Who is on first, What is on second

Feb. 1, 2005
A long time ago in a galaxy (dental practice) far, far away, insurance paid for the clinical wants and needs of both the patient and the dentist.

Tom Limoli Jr.

A long time ago in a galaxy [dental practice] far, far away, insurance paid for the clinical wants and needs of both the patient and the dentist. Those were happy times. The stock market was booming. The air we breathed was clean. The birds sang ... and yes, gasoline was only 45 cents a gallon.

Benefit plans have changed drastically since then. But why should we worry about these changes in plan design? Isn’t it the patient’s plan?

Yes, it is the patient’s plan. If we are going to file for benefits on behalf of the patient, however, it is our responsibility to do the best that we can. All too often, lack of knowledge on the part of the dental office results in unsecured benefits and unfulfilled expectations on the part of both the patient and the office. If we are going to provide the additional service to our patients of filing for their insurance benefits, we better know how to properly handle the process!

Let’s begin our discussion of basic plan design with some specific examples as they might appear in your individual dental practice. Reflect back to the first time you heard the famous Abbott and Costello skit in which they discussed the strange names of baseball players. Do you remember it? “Who is on first, What is on second.” Primacy coverage can at times be just that confusing.

When faced with a question about primary coverage, remember three simple rules of engagement:

The plan identifying the patient as anything other than a dependent is primary.

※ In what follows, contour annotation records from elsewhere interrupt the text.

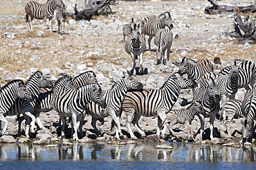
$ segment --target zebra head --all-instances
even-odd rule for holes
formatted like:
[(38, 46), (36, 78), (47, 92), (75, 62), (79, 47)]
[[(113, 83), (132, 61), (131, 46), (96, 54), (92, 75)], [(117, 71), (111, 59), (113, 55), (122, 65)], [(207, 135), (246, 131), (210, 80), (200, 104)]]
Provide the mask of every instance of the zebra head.
[(103, 98), (102, 90), (98, 83), (93, 83), (91, 100), (97, 105), (99, 105), (102, 108), (106, 108), (107, 103)]
[(19, 82), (19, 88), (16, 89), (15, 95), (17, 98), (24, 98), (30, 102), (34, 100), (30, 92), (28, 92), (21, 81)]
[(206, 92), (210, 96), (210, 97), (214, 98), (218, 103), (221, 100), (221, 95), (219, 87), (216, 83), (216, 81), (212, 78), (209, 80), (205, 79), (206, 82)]
[(163, 21), (164, 25), (167, 27), (168, 29), (172, 30), (174, 28), (171, 14), (169, 12), (165, 12), (163, 14), (161, 14), (158, 16), (158, 19)]

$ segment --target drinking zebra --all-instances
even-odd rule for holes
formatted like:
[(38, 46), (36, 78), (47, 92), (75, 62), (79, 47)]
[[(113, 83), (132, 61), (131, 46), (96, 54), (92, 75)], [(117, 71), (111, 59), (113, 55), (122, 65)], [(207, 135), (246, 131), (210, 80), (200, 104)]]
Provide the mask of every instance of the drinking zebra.
[(254, 120), (256, 119), (256, 88), (247, 91), (241, 103), (241, 110), (244, 116), (243, 124), (243, 140), (248, 142), (250, 136), (254, 137)]
[(228, 134), (231, 136), (230, 124), (234, 116), (244, 117), (241, 107), (242, 101), (237, 99), (231, 99), (227, 101), (222, 107), (219, 120), (223, 120)]
[[(122, 136), (120, 125), (119, 122), (120, 111), (121, 105), (124, 100), (125, 95), (129, 89), (141, 90), (143, 88), (141, 83), (138, 82), (129, 72), (120, 78), (111, 89), (103, 92), (103, 98), (107, 103), (105, 109), (102, 109), (100, 106), (95, 105), (93, 102), (89, 103), (85, 107), (86, 114), (92, 116), (91, 125), (96, 131), (97, 136), (100, 135), (100, 132), (96, 127), (97, 118), (105, 118), (109, 116), (116, 124), (116, 136), (117, 140), (120, 140), (119, 135)], [(83, 119), (81, 119), (83, 120)]]
[(50, 23), (50, 30), (51, 30), (51, 19), (53, 17), (54, 10), (57, 8), (64, 8), (64, 6), (62, 0), (48, 0), (44, 4), (33, 1), (28, 2), (25, 6), (26, 21), (28, 22), (30, 30), (33, 30), (31, 22), (34, 18), (44, 20), (42, 30), (48, 19)]
[[(165, 114), (172, 109), (177, 100), (181, 89), (195, 87), (196, 85), (194, 81), (180, 77), (179, 74), (173, 74), (160, 89), (128, 92), (125, 96), (122, 109), (127, 116), (126, 126), (131, 138), (137, 139), (131, 129), (131, 122), (142, 137), (145, 137), (144, 131), (138, 125), (140, 116), (151, 117), (157, 115), (160, 118), (158, 118), (156, 135), (160, 137), (160, 125), (165, 119)], [(165, 125), (162, 131), (163, 137), (165, 136)]]
[(172, 44), (172, 33), (170, 29), (161, 29), (156, 34), (154, 41), (154, 44), (158, 47), (156, 50), (156, 65), (162, 62), (166, 64), (166, 59), (169, 61), (170, 50)]
[[(214, 136), (213, 123), (215, 119), (215, 116), (219, 112), (220, 109), (220, 92), (219, 86), (216, 84), (212, 78), (210, 78), (210, 80), (205, 80), (205, 81), (207, 83), (206, 86), (200, 87), (196, 89), (192, 102), (201, 101), (201, 105), (205, 111), (205, 117), (210, 116), (210, 138), (212, 140)], [(201, 122), (200, 134), (202, 137), (204, 129), (205, 116), (203, 114), (199, 114), (199, 118)]]
[(150, 42), (153, 36), (155, 36), (157, 32), (167, 26), (170, 30), (173, 28), (171, 14), (169, 12), (165, 12), (161, 14), (158, 18), (153, 17), (147, 17), (141, 22), (141, 32), (145, 35), (148, 35), (149, 49), (151, 50)]
[[(35, 72), (28, 78), (25, 84), (26, 88), (31, 94), (35, 100), (37, 100), (41, 88), (52, 88), (53, 84), (51, 82), (46, 78), (43, 74), (39, 71)], [(24, 98), (17, 98), (15, 102), (12, 107), (7, 112), (7, 116), (15, 116), (23, 114), (26, 121), (26, 129), (29, 129), (28, 119), (31, 119), (30, 121), (30, 129), (31, 132), (34, 133), (35, 131), (35, 117), (33, 115), (34, 108), (35, 106), (35, 100), (32, 102), (28, 102), (28, 100)], [(26, 136), (29, 138), (28, 134)]]
[(140, 67), (138, 73), (142, 74), (143, 72), (143, 53), (146, 50), (146, 43), (145, 42), (145, 36), (140, 32), (139, 28), (140, 24), (135, 23), (131, 33), (128, 35), (127, 40), (125, 41), (125, 51), (131, 56), (131, 59), (134, 61), (134, 66), (131, 70), (131, 74), (134, 73), (136, 66), (136, 60), (138, 59), (138, 56), (139, 56)]
[[(175, 63), (174, 63), (175, 64)], [(179, 73), (181, 75), (188, 74), (188, 78), (199, 83), (201, 78), (207, 72), (213, 72), (213, 65), (208, 59), (201, 59), (194, 63), (188, 57), (184, 57), (181, 63), (179, 63)], [(192, 88), (193, 94), (194, 89)]]
[[(174, 136), (176, 136), (176, 134), (172, 130), (172, 127), (178, 123), (185, 124), (186, 127), (188, 127), (189, 133), (188, 138), (192, 138), (193, 137), (192, 129), (191, 127), (191, 123), (193, 120), (194, 116), (199, 116), (200, 114), (205, 114), (205, 111), (201, 105), (201, 102), (196, 101), (192, 103), (187, 109), (181, 110), (172, 110), (166, 114), (165, 120), (163, 120), (161, 127), (164, 123), (166, 124), (167, 127), (172, 132)], [(168, 123), (170, 125), (168, 126)]]
[(123, 41), (125, 41), (125, 36), (131, 33), (131, 31), (134, 28), (134, 18), (131, 18), (131, 21), (129, 23), (125, 24), (122, 26), (122, 35), (124, 36)]
[[(40, 92), (38, 97), (35, 100), (35, 106), (34, 109), (34, 116), (35, 117), (36, 122), (40, 129), (44, 128), (44, 126), (39, 118), (40, 112), (48, 112), (53, 109), (54, 101), (56, 98), (56, 94), (59, 89), (63, 86), (71, 87), (71, 88), (75, 88), (73, 85), (71, 78), (70, 76), (65, 75), (60, 77), (54, 83), (53, 87), (51, 90), (45, 89), (45, 92)], [(22, 121), (24, 120), (24, 117), (18, 117), (19, 122), (18, 128), (18, 136), (21, 134), (21, 125)], [(26, 125), (29, 125), (30, 120), (26, 120)], [(25, 129), (25, 134), (26, 136), (29, 136), (29, 128)]]
[(1, 87), (0, 91), (0, 127), (1, 127), (1, 122), (5, 124), (1, 135), (6, 133), (8, 125), (8, 122), (4, 116), (19, 98), (24, 98), (30, 102), (33, 100), (22, 81), (12, 81)]
[(103, 99), (101, 87), (98, 83), (89, 84), (77, 89), (62, 87), (58, 90), (55, 100), (54, 109), (59, 113), (63, 120), (62, 136), (64, 136), (66, 118), (71, 117), (75, 131), (73, 139), (78, 140), (77, 129), (82, 112), (86, 105), (91, 100), (102, 108), (107, 106)]

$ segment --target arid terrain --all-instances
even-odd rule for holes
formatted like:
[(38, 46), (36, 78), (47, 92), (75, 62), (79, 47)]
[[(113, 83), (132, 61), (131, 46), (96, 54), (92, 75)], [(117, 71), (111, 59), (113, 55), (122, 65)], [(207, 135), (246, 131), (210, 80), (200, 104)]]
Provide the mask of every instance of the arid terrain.
[[(156, 52), (146, 51), (143, 56), (143, 67), (147, 68), (148, 74), (136, 76), (144, 88), (160, 88), (172, 74), (177, 71), (172, 61), (181, 60), (185, 56), (199, 60), (208, 59), (213, 61), (214, 57), (221, 59), (221, 65), (216, 65), (216, 70), (224, 67), (235, 59), (255, 61), (256, 46), (253, 44), (239, 44), (237, 41), (228, 36), (234, 30), (233, 14), (223, 12), (219, 14), (204, 14), (205, 7), (210, 6), (206, 0), (192, 1), (116, 1), (116, 6), (111, 6), (113, 14), (109, 16), (95, 16), (90, 21), (70, 20), (66, 24), (64, 34), (57, 33), (57, 25), (55, 18), (52, 22), (53, 32), (45, 29), (42, 31), (42, 21), (34, 19), (33, 31), (30, 31), (26, 23), (24, 6), (28, 1), (8, 1), (0, 2), (0, 83), (1, 85), (10, 80), (21, 78), (26, 81), (33, 72), (42, 72), (49, 79), (56, 80), (60, 75), (66, 74), (73, 76), (87, 70), (92, 70), (102, 89), (110, 89), (117, 81), (122, 70), (130, 70), (132, 67), (131, 56), (125, 50), (122, 41), (122, 25), (129, 23), (131, 18), (135, 22), (140, 23), (147, 16), (158, 16), (169, 11), (173, 20), (172, 32), (175, 39), (171, 47), (170, 60), (167, 65), (156, 65)], [(44, 3), (45, 0), (37, 0)], [(84, 8), (83, 1), (64, 1), (67, 6), (66, 12), (73, 12), (73, 6), (77, 3), (79, 10)], [(218, 1), (219, 4), (230, 6), (246, 6), (249, 1), (233, 1), (230, 0)], [(148, 36), (146, 36), (147, 39)], [(152, 47), (156, 49), (154, 41)], [(244, 89), (239, 91), (237, 98), (242, 99)], [(183, 90), (180, 98), (174, 109), (181, 109), (181, 98), (191, 100), (190, 89)], [(40, 118), (46, 127), (45, 131), (52, 136), (60, 135), (57, 123), (57, 113), (52, 111), (42, 113)], [(8, 116), (9, 127), (6, 135), (17, 134), (16, 116)], [(83, 126), (84, 134), (94, 138), (94, 131), (91, 126), (91, 116), (85, 118)], [(127, 131), (125, 115), (120, 118), (121, 127)], [(140, 125), (147, 132), (155, 134), (157, 118), (141, 118)], [(200, 127), (196, 117), (192, 122), (193, 133), (195, 134)], [(205, 129), (209, 127), (206, 119)], [(3, 125), (2, 125), (3, 126)], [(110, 118), (104, 118), (104, 123), (98, 123), (104, 137), (99, 140), (113, 139), (113, 130), (111, 130)], [(223, 125), (219, 120), (214, 126), (221, 132), (224, 142), (241, 140), (241, 118), (235, 119), (230, 124), (234, 133), (234, 140), (226, 138)], [(23, 127), (24, 128), (24, 127)], [(136, 130), (135, 127), (132, 127)], [(174, 129), (180, 129), (179, 134), (188, 132), (188, 128), (177, 125)], [(89, 129), (89, 130), (86, 130)], [(45, 132), (45, 131), (44, 131)], [(42, 132), (42, 133), (44, 133)], [(31, 134), (35, 138), (35, 134)], [(173, 139), (172, 139), (173, 140)], [(174, 139), (179, 140), (179, 139)]]

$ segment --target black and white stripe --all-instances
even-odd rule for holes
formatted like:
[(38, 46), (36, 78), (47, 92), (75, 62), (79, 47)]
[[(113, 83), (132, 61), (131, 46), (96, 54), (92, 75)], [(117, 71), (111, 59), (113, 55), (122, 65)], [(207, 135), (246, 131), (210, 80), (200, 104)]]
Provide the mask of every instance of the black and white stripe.
[(204, 129), (204, 118), (210, 116), (210, 139), (213, 139), (213, 123), (216, 114), (220, 109), (219, 102), (221, 100), (219, 86), (212, 78), (205, 80), (206, 86), (200, 87), (196, 89), (192, 101), (201, 101), (201, 105), (205, 111), (205, 115), (200, 114), (199, 118), (201, 121), (201, 135), (203, 136)]
[(134, 28), (134, 19), (131, 18), (131, 21), (129, 23), (125, 24), (122, 26), (122, 35), (124, 36), (124, 41), (125, 41), (125, 37), (131, 33), (132, 30)]
[(134, 66), (131, 70), (131, 74), (134, 73), (134, 70), (136, 66), (136, 60), (139, 56), (140, 60), (140, 69), (139, 74), (142, 74), (143, 72), (143, 53), (146, 50), (146, 43), (145, 42), (145, 36), (139, 31), (140, 25), (134, 24), (134, 30), (131, 33), (128, 35), (127, 40), (125, 41), (125, 51), (131, 56), (131, 59), (134, 61)]
[(25, 6), (26, 20), (28, 22), (30, 30), (33, 30), (31, 22), (33, 19), (44, 19), (43, 30), (46, 19), (49, 19), (50, 30), (51, 30), (51, 19), (53, 17), (54, 10), (57, 8), (64, 8), (62, 0), (48, 0), (44, 4), (36, 1), (29, 1)]
[[(191, 123), (194, 116), (199, 116), (200, 114), (203, 114), (204, 113), (205, 111), (201, 102), (196, 101), (192, 103), (187, 109), (170, 111), (166, 114), (166, 117), (161, 126), (162, 127), (165, 123), (172, 135), (176, 136), (176, 133), (172, 130), (172, 127), (178, 123), (185, 124), (186, 127), (189, 128), (188, 138), (192, 138), (194, 139)], [(170, 123), (169, 125), (168, 123)]]
[(149, 49), (151, 50), (150, 42), (153, 36), (161, 30), (167, 27), (170, 30), (173, 28), (171, 14), (169, 12), (165, 12), (160, 14), (158, 18), (147, 17), (141, 22), (141, 32), (145, 35), (148, 35)]
[(1, 87), (0, 91), (0, 129), (1, 122), (5, 123), (1, 131), (2, 135), (6, 132), (8, 125), (8, 122), (4, 116), (6, 116), (7, 111), (12, 107), (18, 98), (24, 98), (30, 102), (33, 100), (22, 81), (12, 81)]
[(91, 83), (75, 89), (61, 87), (56, 95), (54, 109), (59, 113), (63, 121), (62, 136), (64, 136), (66, 118), (71, 117), (75, 131), (73, 138), (78, 140), (77, 129), (86, 105), (94, 101), (102, 108), (106, 107), (102, 89), (98, 83)]
[(219, 120), (223, 120), (226, 131), (229, 135), (231, 135), (230, 124), (234, 116), (244, 116), (241, 109), (241, 100), (231, 99), (227, 101), (222, 107)]
[[(194, 81), (179, 77), (174, 74), (165, 81), (160, 89), (143, 89), (138, 92), (128, 92), (122, 105), (122, 111), (127, 116), (126, 126), (131, 138), (136, 139), (131, 129), (131, 123), (136, 125), (142, 136), (145, 136), (140, 129), (138, 121), (140, 116), (151, 117), (159, 116), (157, 136), (160, 137), (160, 125), (165, 118), (165, 114), (170, 111), (178, 99), (181, 89), (188, 89), (197, 85)], [(134, 117), (135, 117), (133, 120)], [(165, 136), (166, 126), (162, 132)]]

The plan without a true coordination of benefit (COB) provision is primary.

The plan with the lowest dollar threshold is primary.

With Rule No. 1, plans covering patients as employees, members, subscribers, beneficiaries, etc., take precedence (or primacy) over plans identifying patients as dependents. When confirming eligibility, you must first determine how the plan identifies the patient. Rarely, if ever, will a nontraditional, managed-care plan be secondary. Nearly all of these alternate funding plans identify patients as either members or subscribers.

Rule No. 2 is easy to determine once you have reviewed the specifics of the patient’s plan. Remember, the rules of the plan are governed by the state in which the plan is bound, not the state in which the dentistry is performed. Even though the patient is sitting in your New York dental office, the patient’s benefit plan may very well follow the rules and laws of the state of Illinois. True coordination of benefits occurs under the protection of individual state law and applies only if each of the plans involved specifically has COB provisions. If any plan is covered under ERISA (which pre-exempts state law) or does not include COB provisions, that plan cannot coordinate benefits with other plans and always will be considered primary.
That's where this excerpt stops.